Dans tous les cas ne faites pas d'automédication, consultez un psychiatre, il est le seul habilité à prescrire des médicaments et saura vous donner les bons, au bon moment.
En attendant les traitements, comment gérer ?
Photo de Andrew George sur Unsplash
Attention au biais de confirmation d’hypothèse
Oui, trouver des informations sur internet, c’est particulièrement pratique. Mais notre cerveau adore avoir raison. Et quoi de mieux pour avoir toujours raison que le biais de confirmation d’hypothèse ?
Le fonctionnement est simple : déjà, il faut ne garder que les informations qui vont dans le sens de votre hypothèse (c’est l’exposition sélective) :
Exemple : les poils incarnés sont souvent bénins, mais dans de rares cas, ils vont s’infecter.
Devient : Les poils incarnés (...) vont s’infecter.
Ensuite, le biais de confirmation d’hypothèse fonctionne mieux lorsque les informations qui ne correspondent pas à l’hypothèse sont dénigrés.
Par exemple (fictif) : “Source le Monde : les poils incarnés sont souvent bénins, mais dans de rares cas, ils vont s’infecter.”
Devient : “oui, mais le Monde, ça n’est pas un journal médical, qu’est-ce qu’ils en savent ?”
Quand vous faites des recherches sur le web, vous posez-vous cette question : est-ce que je cherche une information objective, ou est-ce que je cherche à confirmer ce que je crois ?
Instant présent et activité physique
#1 Revenir dans l’instant présent
Quand vous sentez que l’angoisse monte, revenez dans l’instant présent. Concentrez-vous sur la pièce dans laquelle vous êtes, sur les personnes avec qui vous êtes, sur ce que vous entendez, voyez, sentez, ou pouvez toucher.
La méditation de pleine conscience ou la sophrologie sont des techniques très efficaces pour aider à gérer une angoisse.
#2 Se remettre au sport
Et si vous appréhendiez votre corps d’une autre manière ? Non pas comme un corps potentiellement malade, mais plutôt comme un corps sain et capable de vous emmener loin ?

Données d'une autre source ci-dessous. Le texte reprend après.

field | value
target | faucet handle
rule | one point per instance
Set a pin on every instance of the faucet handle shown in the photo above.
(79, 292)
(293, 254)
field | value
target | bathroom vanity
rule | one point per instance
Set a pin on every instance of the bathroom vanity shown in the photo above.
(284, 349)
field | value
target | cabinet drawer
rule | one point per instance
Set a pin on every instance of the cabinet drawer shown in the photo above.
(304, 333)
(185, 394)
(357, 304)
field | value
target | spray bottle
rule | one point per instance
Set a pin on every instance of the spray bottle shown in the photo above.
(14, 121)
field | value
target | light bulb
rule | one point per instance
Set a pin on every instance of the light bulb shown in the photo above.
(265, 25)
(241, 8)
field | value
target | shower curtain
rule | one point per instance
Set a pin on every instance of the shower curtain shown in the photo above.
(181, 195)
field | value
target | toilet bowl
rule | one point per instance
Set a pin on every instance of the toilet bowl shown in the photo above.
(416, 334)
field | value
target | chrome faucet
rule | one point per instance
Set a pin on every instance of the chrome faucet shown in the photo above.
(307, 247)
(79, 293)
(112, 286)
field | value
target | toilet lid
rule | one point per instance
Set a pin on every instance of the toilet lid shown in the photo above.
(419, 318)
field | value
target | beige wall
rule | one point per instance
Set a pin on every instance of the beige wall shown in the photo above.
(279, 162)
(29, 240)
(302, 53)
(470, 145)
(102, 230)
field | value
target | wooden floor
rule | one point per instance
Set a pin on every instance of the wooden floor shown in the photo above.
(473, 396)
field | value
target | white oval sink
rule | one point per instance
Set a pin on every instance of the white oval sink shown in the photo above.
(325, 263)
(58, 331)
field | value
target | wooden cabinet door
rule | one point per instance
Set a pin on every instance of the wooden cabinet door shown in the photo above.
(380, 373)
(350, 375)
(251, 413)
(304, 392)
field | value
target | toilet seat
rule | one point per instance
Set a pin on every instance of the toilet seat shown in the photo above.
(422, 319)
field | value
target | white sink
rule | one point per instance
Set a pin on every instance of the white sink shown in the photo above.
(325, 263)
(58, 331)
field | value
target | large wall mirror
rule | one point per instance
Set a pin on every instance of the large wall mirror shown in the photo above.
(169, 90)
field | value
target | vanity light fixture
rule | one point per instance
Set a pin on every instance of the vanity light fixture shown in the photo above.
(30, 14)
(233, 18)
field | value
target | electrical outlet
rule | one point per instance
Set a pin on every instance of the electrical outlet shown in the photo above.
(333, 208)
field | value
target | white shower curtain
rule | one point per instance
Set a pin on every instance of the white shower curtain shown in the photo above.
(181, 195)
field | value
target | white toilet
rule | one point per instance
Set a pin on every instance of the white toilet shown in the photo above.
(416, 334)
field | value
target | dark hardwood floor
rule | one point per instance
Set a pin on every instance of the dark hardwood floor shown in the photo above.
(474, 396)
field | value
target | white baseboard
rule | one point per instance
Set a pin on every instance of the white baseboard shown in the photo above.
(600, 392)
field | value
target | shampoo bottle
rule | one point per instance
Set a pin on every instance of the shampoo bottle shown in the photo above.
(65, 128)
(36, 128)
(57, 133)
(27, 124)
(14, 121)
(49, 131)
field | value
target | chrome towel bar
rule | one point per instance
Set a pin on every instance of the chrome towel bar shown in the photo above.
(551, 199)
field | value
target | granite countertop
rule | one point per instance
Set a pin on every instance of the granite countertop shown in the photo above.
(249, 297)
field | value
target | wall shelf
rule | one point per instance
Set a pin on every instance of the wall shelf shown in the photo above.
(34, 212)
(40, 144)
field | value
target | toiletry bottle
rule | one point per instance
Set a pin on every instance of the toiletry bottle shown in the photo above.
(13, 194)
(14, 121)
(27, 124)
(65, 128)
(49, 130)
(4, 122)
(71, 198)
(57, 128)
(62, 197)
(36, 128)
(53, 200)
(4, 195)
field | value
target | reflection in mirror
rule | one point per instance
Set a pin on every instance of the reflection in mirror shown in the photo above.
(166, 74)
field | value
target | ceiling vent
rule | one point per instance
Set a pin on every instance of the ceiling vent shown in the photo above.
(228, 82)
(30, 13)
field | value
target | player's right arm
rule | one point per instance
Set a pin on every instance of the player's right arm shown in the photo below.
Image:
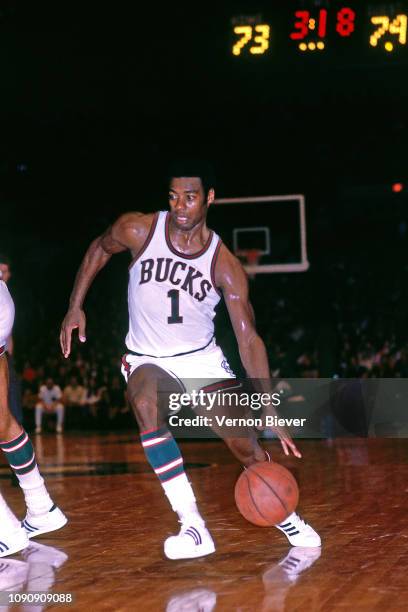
(129, 232)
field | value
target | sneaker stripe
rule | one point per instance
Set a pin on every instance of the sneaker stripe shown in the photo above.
(168, 466)
(290, 564)
(198, 534)
(192, 533)
(29, 527)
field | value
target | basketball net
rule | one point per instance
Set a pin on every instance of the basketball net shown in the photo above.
(251, 259)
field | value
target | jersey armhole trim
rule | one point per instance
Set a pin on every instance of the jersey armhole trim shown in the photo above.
(213, 264)
(147, 241)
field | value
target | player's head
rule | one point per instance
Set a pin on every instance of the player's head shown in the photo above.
(191, 191)
(5, 268)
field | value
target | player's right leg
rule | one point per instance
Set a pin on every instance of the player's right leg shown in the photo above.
(148, 390)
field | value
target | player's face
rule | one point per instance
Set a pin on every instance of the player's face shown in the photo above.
(188, 204)
(5, 272)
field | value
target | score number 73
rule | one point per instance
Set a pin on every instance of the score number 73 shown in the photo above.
(246, 34)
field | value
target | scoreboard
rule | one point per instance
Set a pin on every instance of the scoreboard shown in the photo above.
(318, 27)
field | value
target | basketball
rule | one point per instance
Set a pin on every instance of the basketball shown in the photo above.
(266, 493)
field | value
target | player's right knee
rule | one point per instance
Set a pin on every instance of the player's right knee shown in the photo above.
(145, 410)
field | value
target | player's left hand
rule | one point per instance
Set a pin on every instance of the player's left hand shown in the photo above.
(288, 445)
(286, 441)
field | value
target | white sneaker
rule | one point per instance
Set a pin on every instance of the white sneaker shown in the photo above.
(50, 521)
(291, 566)
(13, 575)
(192, 541)
(198, 600)
(48, 555)
(13, 541)
(298, 532)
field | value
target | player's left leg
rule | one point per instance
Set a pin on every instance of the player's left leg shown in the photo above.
(150, 405)
(42, 514)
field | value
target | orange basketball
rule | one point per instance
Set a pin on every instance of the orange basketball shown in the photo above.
(266, 493)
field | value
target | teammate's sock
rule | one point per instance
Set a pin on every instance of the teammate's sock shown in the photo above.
(21, 456)
(164, 456)
(8, 521)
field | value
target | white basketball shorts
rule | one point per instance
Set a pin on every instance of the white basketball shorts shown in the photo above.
(6, 315)
(194, 371)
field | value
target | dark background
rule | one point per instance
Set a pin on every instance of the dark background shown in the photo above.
(96, 99)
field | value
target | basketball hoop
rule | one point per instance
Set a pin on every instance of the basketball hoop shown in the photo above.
(251, 257)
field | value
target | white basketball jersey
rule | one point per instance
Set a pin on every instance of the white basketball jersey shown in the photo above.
(171, 295)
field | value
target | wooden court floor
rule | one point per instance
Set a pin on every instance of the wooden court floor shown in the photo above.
(354, 492)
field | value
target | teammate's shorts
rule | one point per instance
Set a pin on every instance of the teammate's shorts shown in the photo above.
(6, 315)
(194, 371)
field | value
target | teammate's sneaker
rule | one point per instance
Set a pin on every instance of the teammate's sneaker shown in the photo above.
(192, 541)
(298, 532)
(13, 541)
(198, 600)
(50, 521)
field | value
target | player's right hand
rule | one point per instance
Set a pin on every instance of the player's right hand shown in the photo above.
(74, 319)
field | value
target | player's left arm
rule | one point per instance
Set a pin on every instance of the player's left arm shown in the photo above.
(231, 278)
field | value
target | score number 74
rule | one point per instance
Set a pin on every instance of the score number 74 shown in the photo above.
(246, 33)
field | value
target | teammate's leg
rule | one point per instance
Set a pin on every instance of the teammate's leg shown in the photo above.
(39, 409)
(59, 409)
(148, 390)
(42, 514)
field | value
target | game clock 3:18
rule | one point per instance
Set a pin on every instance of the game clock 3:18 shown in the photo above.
(309, 30)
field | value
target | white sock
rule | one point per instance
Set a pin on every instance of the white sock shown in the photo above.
(181, 497)
(36, 495)
(8, 520)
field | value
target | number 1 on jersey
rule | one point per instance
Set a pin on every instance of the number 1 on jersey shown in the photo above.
(174, 295)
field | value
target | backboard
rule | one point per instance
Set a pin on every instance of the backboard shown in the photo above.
(273, 225)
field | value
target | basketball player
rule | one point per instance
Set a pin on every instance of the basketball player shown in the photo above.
(14, 383)
(180, 271)
(42, 514)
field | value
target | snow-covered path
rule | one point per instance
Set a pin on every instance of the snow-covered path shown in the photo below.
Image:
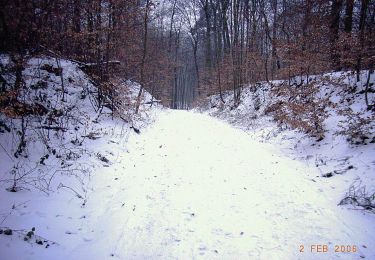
(192, 187)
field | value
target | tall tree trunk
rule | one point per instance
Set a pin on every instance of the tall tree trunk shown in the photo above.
(348, 16)
(334, 30)
(143, 56)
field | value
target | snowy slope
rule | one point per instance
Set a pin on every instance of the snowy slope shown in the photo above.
(192, 187)
(342, 161)
(187, 187)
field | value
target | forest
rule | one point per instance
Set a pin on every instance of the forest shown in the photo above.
(183, 50)
(187, 129)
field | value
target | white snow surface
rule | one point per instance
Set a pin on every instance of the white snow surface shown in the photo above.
(190, 187)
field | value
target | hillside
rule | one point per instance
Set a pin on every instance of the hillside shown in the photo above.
(341, 148)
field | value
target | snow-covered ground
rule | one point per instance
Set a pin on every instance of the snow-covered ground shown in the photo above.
(189, 186)
(193, 187)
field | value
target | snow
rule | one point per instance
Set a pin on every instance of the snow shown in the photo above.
(191, 186)
(188, 186)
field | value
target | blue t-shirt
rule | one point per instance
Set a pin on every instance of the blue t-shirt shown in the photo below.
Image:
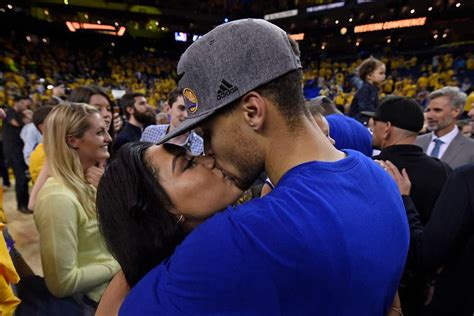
(349, 133)
(330, 239)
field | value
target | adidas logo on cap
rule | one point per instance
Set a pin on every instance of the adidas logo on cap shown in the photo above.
(225, 89)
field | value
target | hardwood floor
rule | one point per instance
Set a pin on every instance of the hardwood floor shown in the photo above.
(23, 230)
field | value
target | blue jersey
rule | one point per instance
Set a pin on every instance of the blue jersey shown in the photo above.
(330, 239)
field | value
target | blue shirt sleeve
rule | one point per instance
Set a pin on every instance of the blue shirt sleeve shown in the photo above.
(211, 272)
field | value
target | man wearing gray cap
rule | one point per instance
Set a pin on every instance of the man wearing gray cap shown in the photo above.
(322, 242)
(397, 121)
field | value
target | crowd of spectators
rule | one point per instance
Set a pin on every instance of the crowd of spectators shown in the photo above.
(415, 125)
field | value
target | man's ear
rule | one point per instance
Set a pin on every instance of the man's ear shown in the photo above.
(72, 141)
(387, 130)
(254, 107)
(166, 108)
(456, 112)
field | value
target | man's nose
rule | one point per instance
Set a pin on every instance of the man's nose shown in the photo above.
(207, 161)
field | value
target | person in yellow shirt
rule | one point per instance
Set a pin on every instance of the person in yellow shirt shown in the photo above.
(422, 82)
(8, 276)
(469, 102)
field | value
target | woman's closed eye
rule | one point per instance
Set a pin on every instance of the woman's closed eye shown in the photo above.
(190, 163)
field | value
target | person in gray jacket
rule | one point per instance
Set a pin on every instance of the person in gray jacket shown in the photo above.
(445, 142)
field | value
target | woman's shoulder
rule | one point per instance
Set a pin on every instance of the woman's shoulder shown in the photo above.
(55, 190)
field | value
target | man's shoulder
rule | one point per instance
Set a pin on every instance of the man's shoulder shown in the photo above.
(424, 140)
(424, 136)
(465, 141)
(159, 127)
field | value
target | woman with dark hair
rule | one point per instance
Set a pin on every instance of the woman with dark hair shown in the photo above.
(151, 196)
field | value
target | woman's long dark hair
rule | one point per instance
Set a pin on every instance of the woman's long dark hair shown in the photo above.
(133, 213)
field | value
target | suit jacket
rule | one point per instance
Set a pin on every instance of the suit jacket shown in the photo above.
(447, 241)
(459, 153)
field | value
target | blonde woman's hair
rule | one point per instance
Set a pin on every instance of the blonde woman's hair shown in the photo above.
(69, 119)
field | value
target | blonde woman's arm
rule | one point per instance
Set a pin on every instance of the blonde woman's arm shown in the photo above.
(58, 220)
(113, 296)
(42, 177)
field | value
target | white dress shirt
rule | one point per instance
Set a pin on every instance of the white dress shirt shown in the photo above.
(446, 139)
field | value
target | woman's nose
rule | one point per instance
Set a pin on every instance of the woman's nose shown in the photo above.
(207, 161)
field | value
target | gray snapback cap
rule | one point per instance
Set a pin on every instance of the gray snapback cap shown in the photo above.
(228, 62)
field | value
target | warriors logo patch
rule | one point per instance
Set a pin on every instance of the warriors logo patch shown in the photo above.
(190, 100)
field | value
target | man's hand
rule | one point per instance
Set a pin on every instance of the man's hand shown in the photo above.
(94, 173)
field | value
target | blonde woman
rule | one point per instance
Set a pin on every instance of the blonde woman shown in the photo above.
(75, 261)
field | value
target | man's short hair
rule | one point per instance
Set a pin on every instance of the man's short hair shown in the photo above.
(455, 95)
(315, 108)
(173, 96)
(128, 101)
(368, 66)
(40, 114)
(285, 92)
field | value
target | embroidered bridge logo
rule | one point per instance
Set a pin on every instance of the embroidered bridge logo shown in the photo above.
(190, 100)
(225, 89)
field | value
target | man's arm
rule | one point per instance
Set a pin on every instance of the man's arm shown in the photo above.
(450, 221)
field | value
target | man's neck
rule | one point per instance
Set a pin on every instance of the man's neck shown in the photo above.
(445, 131)
(286, 150)
(400, 140)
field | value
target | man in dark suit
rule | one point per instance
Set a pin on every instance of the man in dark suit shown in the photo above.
(446, 241)
(445, 141)
(397, 122)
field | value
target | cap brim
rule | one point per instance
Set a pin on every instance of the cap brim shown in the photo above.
(368, 113)
(185, 127)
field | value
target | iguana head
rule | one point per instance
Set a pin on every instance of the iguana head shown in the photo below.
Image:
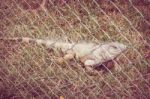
(105, 52)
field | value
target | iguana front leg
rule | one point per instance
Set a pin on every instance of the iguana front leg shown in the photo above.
(68, 56)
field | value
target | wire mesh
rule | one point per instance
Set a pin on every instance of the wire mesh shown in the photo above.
(32, 71)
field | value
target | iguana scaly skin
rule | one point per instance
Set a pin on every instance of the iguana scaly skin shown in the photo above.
(88, 53)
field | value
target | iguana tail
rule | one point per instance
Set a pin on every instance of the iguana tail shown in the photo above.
(28, 40)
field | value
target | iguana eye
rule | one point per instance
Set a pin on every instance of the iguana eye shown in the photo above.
(114, 47)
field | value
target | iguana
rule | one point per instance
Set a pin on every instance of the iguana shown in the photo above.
(89, 54)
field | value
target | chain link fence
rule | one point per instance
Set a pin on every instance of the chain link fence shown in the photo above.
(31, 71)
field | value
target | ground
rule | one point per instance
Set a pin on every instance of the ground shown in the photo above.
(32, 72)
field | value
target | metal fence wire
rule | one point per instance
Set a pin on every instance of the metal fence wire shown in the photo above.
(34, 71)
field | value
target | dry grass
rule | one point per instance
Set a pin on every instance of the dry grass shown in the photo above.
(30, 71)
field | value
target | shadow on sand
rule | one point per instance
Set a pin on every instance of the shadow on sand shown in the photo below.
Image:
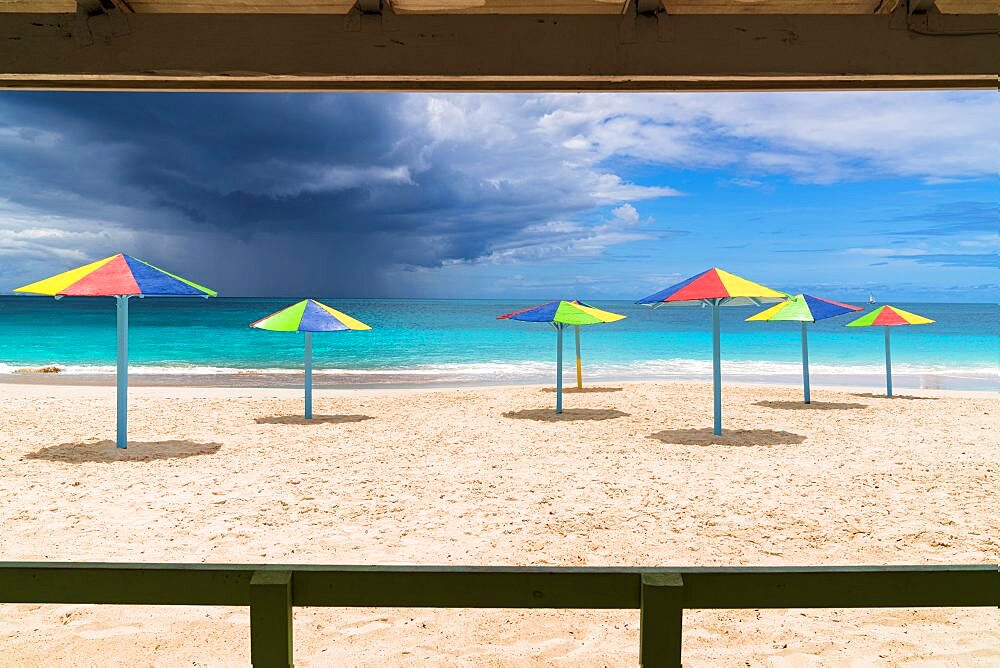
(583, 390)
(814, 406)
(568, 415)
(316, 419)
(737, 437)
(105, 451)
(903, 397)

Le sport permet de se défouler (et donc de gérer l’anxiété), mais aussi de ressentir son corps autrement. Pas la peine de commencer par un marathon. Une petite marche pour lutter contre l'hypocondrie, ça vous dit ?
Conclusion
Photo de Pixabay
Gérer l'hypocondrie est un processus complexe nécessitant une approche multidimensionnelle, combinant interventions psychologiques, médicamenteuses et techniques de gestion du stress.
La thérapie cognitivo-comportementale (TCC) et l'EMDR sont particulièrement efficaces pour aider les patients à modifier leurs pensées irrationnelles et à accepter leurs inquiétudes sans les laisser dominer leur vie.
Les antidépresseurs peuvent réduire les symptômes d'anxiété et de dépression associés à l'hypocondrie. Les anxiolytiques peuvent être utilisés à court terme pour traiter l'anxiété aiguë.
Comprendre la nature du trouble à travers la psychoéducation est essentiel, tout comme l'adoption de techniques de gestion du stress telles que la relaxation, la méditation de pleine conscience et l'exercice régulier. Une collaboration étroite avec un professionnel de la santé mentale est cruciale pour obtenir un diagnostic précis et élaborer un plan de traitement personnalisé, favorisant une gestion efficace et durable de l'hypocondrie.